Extracellular Vesicles and Their Potential Use in Monitoring Cancer Progression and Therapy: The Contribution of Proteomics

Abstract

Extracellular Vesicles (EVs) are small membrane-enclosed particles released by cells and able to vehiculate information between them. The term EVs categorizes many and different vesicles based on their biogenesis and release pathway, such as exosomes (Exo), ectosomes, or shedding microvesicles (SMVs), apoptotic blebs (ABs), and other EVs subsets, generating a heterogeneous group of components able to redistribute their cargo into the entire organism. Moreover EVs are becoming increasingly important in monitoring cancer progression and therapy, since they are able to carry specific disease biomarkers such as Glypican-1, colon cancer-associated transcript 2, CD63, CD24, and many others. The importance of their biological role together with their heterogeneity prompted researchers to adopt and standardize purification methods able to isolate EVs for characterizing their cargo. In this way, mass spectrometry (MS)-based proteomics approaches are emerging as promising tool for the identification and quantification of EVs protein cargoes, but this technique resulted to be deeply influenced by the low quality of the isolation techniques.
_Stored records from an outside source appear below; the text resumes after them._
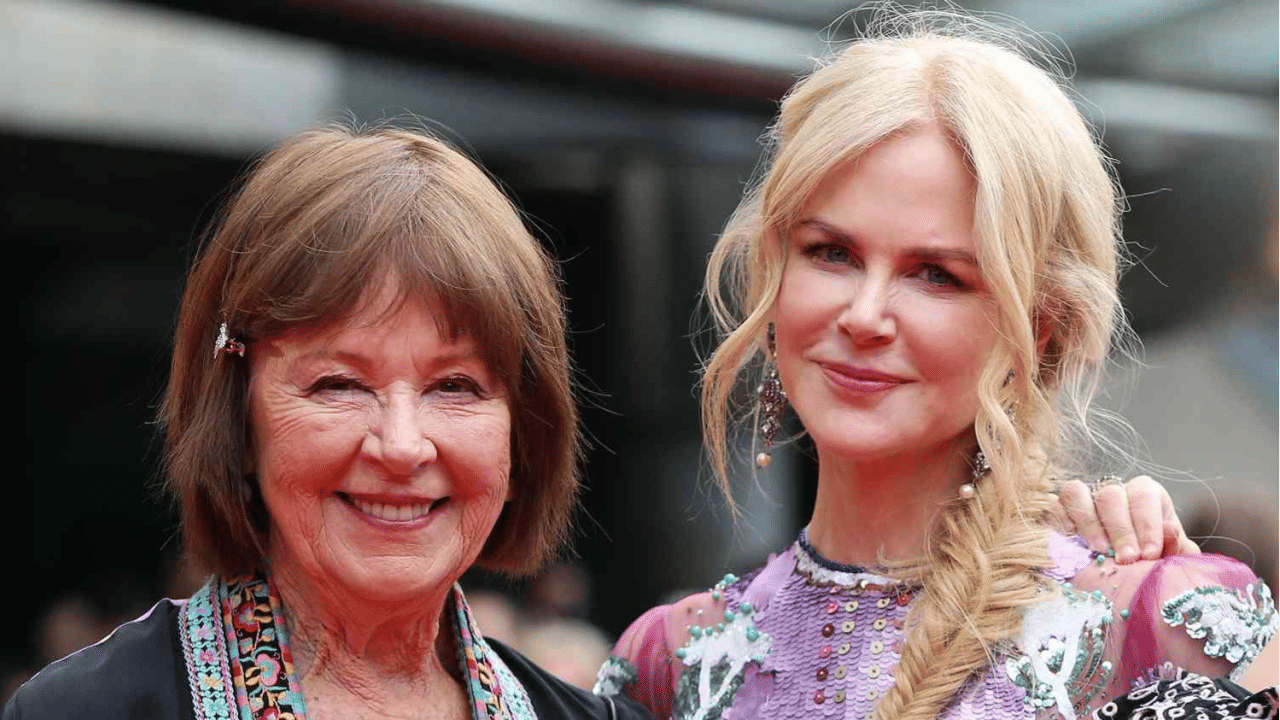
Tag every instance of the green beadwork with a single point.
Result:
(1234, 624)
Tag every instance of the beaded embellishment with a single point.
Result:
(240, 668)
(1234, 624)
(1060, 662)
(714, 659)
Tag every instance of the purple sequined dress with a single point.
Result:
(804, 637)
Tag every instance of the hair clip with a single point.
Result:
(227, 343)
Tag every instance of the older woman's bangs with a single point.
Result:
(432, 223)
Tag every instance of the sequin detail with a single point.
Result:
(1060, 652)
(1234, 624)
(613, 675)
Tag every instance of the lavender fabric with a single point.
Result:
(804, 637)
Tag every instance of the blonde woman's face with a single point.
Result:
(883, 322)
(382, 450)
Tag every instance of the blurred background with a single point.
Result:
(626, 130)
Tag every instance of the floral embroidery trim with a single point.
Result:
(236, 646)
(615, 675)
(1234, 624)
(208, 673)
(1063, 643)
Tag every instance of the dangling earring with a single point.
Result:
(772, 400)
(981, 468)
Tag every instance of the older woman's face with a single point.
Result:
(882, 317)
(382, 449)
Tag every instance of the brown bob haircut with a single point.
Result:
(320, 218)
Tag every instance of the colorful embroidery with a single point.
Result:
(240, 666)
(494, 692)
(265, 683)
(208, 673)
(1234, 624)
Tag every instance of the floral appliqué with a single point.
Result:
(615, 674)
(1063, 641)
(714, 659)
(1234, 624)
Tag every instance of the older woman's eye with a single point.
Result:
(458, 384)
(336, 383)
(935, 274)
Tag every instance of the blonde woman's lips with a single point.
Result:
(860, 379)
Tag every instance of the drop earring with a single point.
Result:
(981, 468)
(772, 400)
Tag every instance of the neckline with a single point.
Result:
(826, 572)
(803, 541)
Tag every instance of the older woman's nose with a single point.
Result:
(867, 317)
(401, 441)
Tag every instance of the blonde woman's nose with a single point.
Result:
(400, 441)
(867, 317)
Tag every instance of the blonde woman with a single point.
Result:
(927, 274)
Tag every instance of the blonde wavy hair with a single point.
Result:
(1047, 222)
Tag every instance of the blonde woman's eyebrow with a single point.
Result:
(944, 255)
(924, 253)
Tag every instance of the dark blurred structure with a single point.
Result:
(625, 128)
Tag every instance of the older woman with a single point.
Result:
(927, 273)
(369, 395)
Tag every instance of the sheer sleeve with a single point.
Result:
(641, 665)
(645, 664)
(1205, 614)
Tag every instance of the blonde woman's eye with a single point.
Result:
(827, 253)
(933, 274)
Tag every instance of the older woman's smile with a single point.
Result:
(401, 511)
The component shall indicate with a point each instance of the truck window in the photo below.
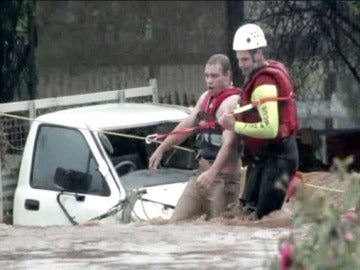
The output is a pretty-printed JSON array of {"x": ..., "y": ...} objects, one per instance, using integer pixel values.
[{"x": 62, "y": 149}]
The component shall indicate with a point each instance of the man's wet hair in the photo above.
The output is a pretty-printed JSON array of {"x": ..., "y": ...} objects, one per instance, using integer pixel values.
[{"x": 221, "y": 59}]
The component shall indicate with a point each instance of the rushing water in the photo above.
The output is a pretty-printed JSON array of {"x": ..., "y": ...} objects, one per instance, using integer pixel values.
[{"x": 196, "y": 245}]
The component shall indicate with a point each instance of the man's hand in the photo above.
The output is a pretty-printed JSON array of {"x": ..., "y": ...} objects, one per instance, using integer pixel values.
[
  {"x": 227, "y": 121},
  {"x": 205, "y": 181},
  {"x": 155, "y": 159}
]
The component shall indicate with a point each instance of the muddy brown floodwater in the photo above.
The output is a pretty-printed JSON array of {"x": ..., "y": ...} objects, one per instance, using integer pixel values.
[
  {"x": 202, "y": 245},
  {"x": 222, "y": 243}
]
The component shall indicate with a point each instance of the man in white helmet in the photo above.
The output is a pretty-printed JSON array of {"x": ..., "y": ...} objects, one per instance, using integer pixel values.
[{"x": 269, "y": 128}]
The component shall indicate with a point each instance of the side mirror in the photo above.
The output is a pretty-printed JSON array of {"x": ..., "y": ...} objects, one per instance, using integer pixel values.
[{"x": 72, "y": 181}]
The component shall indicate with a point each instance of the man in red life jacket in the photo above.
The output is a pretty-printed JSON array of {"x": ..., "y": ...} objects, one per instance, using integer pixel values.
[
  {"x": 269, "y": 130},
  {"x": 216, "y": 183}
]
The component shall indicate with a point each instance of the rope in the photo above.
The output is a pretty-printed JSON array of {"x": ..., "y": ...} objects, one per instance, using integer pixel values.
[
  {"x": 303, "y": 180},
  {"x": 324, "y": 188},
  {"x": 103, "y": 131}
]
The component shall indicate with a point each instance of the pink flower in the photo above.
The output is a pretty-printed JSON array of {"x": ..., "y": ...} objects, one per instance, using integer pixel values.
[
  {"x": 349, "y": 236},
  {"x": 351, "y": 215},
  {"x": 286, "y": 255}
]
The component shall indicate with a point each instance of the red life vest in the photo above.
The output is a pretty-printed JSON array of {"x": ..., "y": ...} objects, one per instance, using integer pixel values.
[
  {"x": 211, "y": 104},
  {"x": 208, "y": 139},
  {"x": 288, "y": 122}
]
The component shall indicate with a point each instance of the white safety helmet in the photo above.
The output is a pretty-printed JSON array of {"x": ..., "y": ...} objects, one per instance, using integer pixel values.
[{"x": 249, "y": 37}]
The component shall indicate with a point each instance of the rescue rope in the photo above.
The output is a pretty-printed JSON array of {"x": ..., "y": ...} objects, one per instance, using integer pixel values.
[
  {"x": 300, "y": 176},
  {"x": 211, "y": 124},
  {"x": 97, "y": 130}
]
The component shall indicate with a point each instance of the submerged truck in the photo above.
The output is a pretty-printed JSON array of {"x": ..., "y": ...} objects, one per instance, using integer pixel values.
[{"x": 91, "y": 163}]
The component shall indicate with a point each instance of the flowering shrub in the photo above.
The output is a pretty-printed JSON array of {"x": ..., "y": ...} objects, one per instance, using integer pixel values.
[{"x": 332, "y": 238}]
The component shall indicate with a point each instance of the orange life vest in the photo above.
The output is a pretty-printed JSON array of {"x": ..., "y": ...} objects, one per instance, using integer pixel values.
[{"x": 288, "y": 122}]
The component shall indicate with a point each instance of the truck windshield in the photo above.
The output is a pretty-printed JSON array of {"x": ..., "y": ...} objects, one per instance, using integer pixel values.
[
  {"x": 63, "y": 161},
  {"x": 132, "y": 153}
]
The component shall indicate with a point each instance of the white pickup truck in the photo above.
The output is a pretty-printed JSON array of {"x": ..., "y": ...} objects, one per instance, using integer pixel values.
[{"x": 90, "y": 163}]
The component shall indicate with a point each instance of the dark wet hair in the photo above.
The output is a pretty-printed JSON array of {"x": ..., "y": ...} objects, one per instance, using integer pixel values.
[{"x": 221, "y": 59}]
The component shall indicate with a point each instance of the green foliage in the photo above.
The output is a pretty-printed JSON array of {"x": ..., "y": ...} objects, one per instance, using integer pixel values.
[
  {"x": 17, "y": 49},
  {"x": 332, "y": 233}
]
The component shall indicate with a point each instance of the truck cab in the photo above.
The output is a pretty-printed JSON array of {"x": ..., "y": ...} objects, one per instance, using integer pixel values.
[{"x": 91, "y": 163}]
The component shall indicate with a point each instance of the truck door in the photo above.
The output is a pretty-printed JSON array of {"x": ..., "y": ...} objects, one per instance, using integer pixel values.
[{"x": 65, "y": 184}]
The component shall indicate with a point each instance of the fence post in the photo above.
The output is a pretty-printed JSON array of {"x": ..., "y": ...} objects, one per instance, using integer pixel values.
[
  {"x": 153, "y": 84},
  {"x": 1, "y": 196}
]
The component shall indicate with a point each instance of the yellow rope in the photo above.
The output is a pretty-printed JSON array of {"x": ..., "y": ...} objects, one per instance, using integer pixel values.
[
  {"x": 302, "y": 179},
  {"x": 325, "y": 188}
]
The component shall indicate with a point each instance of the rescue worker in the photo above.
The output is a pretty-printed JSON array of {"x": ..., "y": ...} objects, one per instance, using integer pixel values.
[
  {"x": 267, "y": 130},
  {"x": 216, "y": 182}
]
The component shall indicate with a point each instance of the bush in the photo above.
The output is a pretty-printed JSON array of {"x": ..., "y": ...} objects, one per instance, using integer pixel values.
[{"x": 332, "y": 231}]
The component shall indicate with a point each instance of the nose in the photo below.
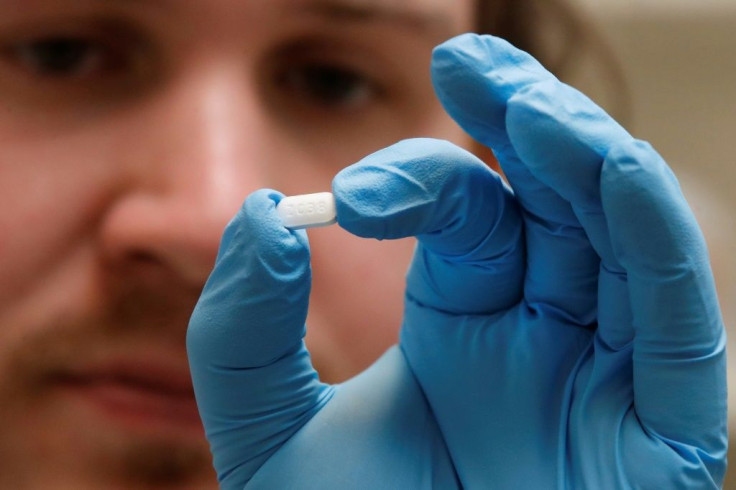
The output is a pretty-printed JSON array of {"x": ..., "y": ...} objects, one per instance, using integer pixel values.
[{"x": 194, "y": 151}]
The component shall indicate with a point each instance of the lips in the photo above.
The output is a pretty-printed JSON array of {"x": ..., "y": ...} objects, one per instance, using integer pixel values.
[{"x": 137, "y": 394}]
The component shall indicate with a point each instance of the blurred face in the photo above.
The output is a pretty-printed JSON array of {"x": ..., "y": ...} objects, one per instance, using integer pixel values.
[{"x": 130, "y": 133}]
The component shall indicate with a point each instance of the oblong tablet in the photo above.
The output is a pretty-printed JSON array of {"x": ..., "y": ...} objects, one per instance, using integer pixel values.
[{"x": 307, "y": 210}]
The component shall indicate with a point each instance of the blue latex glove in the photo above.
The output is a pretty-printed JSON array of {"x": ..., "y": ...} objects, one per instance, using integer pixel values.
[{"x": 565, "y": 336}]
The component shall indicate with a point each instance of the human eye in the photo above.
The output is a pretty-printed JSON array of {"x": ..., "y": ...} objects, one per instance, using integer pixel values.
[
  {"x": 328, "y": 84},
  {"x": 61, "y": 56}
]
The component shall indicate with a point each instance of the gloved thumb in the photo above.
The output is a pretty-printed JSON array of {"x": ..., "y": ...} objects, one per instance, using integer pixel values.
[{"x": 253, "y": 379}]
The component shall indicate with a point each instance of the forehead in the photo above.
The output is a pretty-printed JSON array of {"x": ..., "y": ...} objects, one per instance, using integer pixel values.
[{"x": 438, "y": 18}]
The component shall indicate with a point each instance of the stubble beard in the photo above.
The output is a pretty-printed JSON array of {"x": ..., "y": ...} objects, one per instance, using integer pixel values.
[{"x": 44, "y": 445}]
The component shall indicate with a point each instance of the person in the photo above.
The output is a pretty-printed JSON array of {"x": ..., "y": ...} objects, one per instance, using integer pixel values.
[{"x": 131, "y": 133}]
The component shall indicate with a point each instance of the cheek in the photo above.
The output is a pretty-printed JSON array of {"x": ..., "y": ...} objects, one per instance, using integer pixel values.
[
  {"x": 357, "y": 300},
  {"x": 44, "y": 200}
]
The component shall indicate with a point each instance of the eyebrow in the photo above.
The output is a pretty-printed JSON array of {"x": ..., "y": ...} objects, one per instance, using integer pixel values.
[{"x": 370, "y": 12}]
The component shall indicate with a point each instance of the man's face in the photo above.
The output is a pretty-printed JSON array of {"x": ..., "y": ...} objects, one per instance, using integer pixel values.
[{"x": 130, "y": 133}]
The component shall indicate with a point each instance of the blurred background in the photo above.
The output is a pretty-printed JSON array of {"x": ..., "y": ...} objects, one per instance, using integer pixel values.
[{"x": 679, "y": 59}]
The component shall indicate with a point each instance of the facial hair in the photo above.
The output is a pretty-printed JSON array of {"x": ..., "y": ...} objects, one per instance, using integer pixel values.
[{"x": 35, "y": 442}]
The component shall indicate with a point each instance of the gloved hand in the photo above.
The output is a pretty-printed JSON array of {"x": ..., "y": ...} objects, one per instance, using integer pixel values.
[{"x": 565, "y": 336}]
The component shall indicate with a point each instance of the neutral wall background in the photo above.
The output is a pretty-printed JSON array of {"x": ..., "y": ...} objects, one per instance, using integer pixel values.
[{"x": 680, "y": 61}]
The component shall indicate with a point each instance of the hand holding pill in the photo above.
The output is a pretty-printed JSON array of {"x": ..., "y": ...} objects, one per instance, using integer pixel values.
[{"x": 560, "y": 333}]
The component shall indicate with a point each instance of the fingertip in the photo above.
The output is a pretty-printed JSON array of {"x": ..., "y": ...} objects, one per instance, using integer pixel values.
[
  {"x": 652, "y": 226},
  {"x": 254, "y": 304},
  {"x": 475, "y": 75}
]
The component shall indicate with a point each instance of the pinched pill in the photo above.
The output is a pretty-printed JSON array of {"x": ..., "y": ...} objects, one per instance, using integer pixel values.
[{"x": 307, "y": 210}]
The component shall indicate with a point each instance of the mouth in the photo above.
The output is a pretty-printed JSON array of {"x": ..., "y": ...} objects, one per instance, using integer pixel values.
[{"x": 136, "y": 395}]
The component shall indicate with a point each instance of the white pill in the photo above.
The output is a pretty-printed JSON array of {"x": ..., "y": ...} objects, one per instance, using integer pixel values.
[{"x": 307, "y": 210}]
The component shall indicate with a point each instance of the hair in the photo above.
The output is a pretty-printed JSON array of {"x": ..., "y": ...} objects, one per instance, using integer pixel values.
[{"x": 565, "y": 41}]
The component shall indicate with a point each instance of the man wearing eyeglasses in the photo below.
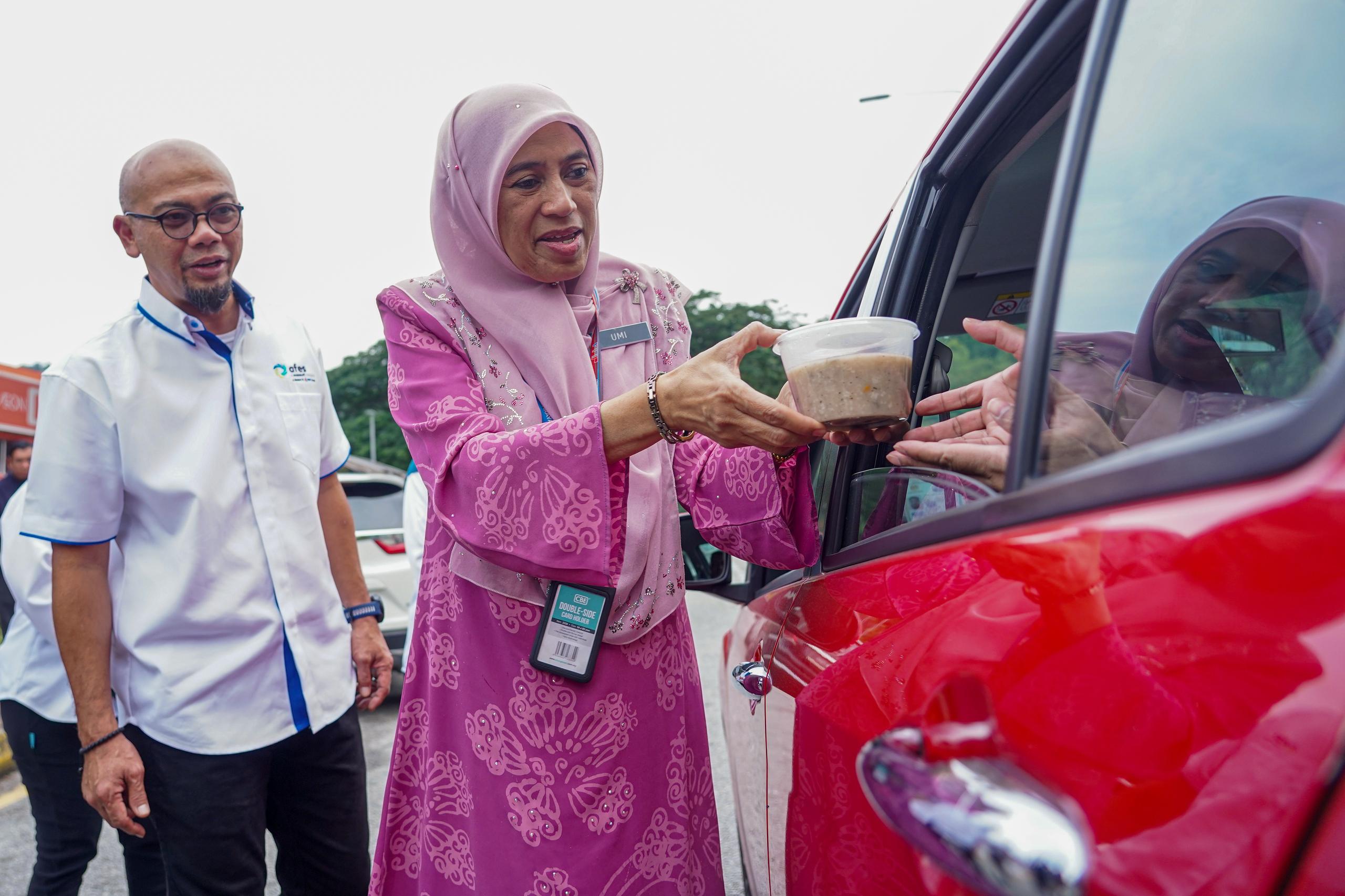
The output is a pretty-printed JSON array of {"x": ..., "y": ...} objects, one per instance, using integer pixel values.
[{"x": 198, "y": 431}]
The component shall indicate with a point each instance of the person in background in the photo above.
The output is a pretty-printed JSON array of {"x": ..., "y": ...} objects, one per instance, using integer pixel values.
[
  {"x": 39, "y": 717},
  {"x": 415, "y": 513},
  {"x": 18, "y": 458},
  {"x": 198, "y": 431}
]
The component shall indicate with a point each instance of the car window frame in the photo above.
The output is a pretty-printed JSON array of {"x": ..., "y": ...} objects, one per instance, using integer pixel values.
[
  {"x": 1013, "y": 87},
  {"x": 1231, "y": 451},
  {"x": 1228, "y": 452}
]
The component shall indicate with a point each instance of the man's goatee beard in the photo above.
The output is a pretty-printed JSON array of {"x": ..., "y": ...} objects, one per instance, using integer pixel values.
[{"x": 210, "y": 300}]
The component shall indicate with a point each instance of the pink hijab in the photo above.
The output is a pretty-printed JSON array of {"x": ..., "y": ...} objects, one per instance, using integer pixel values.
[{"x": 539, "y": 332}]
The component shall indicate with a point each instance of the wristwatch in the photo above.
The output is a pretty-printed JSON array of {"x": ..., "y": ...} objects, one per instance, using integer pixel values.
[{"x": 373, "y": 609}]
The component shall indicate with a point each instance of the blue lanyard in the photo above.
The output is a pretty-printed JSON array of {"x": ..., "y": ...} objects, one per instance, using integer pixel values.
[{"x": 597, "y": 362}]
This review presents the state-of-the-art of EVs isolation, purification, and characterization for omics studies, with a particular focus to their potential use in monitoring cancer progression and therapy.

Figure 1

Number of papers published in the last decade in cancer EVs research.

Figure 2

Large oncosomes: the new players in intercellular communication for tumor progression and metastasis. Tumor cells communicate each other and with neighboring normal cells in their microenvironment by sending out biological signals enclosed in EVs. Large Oncosomes are membrane vesicles released from “ameboid” tumor cells that are able to facilitate migration of tumor cells and promoting metastasis. The figure shows how specific tumor-cell EVs are involved in tumor progression by targeting fibroblasts and endothelial and immune cells or by altering the structure and composition of ECM. EVs, Extracellular Vesicles; MVs, microvesicles; LOs, large oncosomes; ABs, apoptotic blebs; MVEs, multivesicular endosomes; ECM, extracellular matrix; TGF-β, transforming growth factor beta; FN1, fibronectin-1.

Figure 3

An example of workflow for biomarker discovery process based on purification and proteomics characterization of EVs isolated from various biological samples. After vesicles lysis, protein digestion is performed to separate the peptides that are analyzed through proteomics strategies. High resolution LC-MS instruments allow obtaining a protein list that can be identified and quantified by powerful bioinformatics software. Finally functional enrichment analysis identifies local networks and potential biomarkers. EVs, Extracellular Vesicles; LC-MS/MS, liquid chromatography coupled with online tandem mass spectrometry.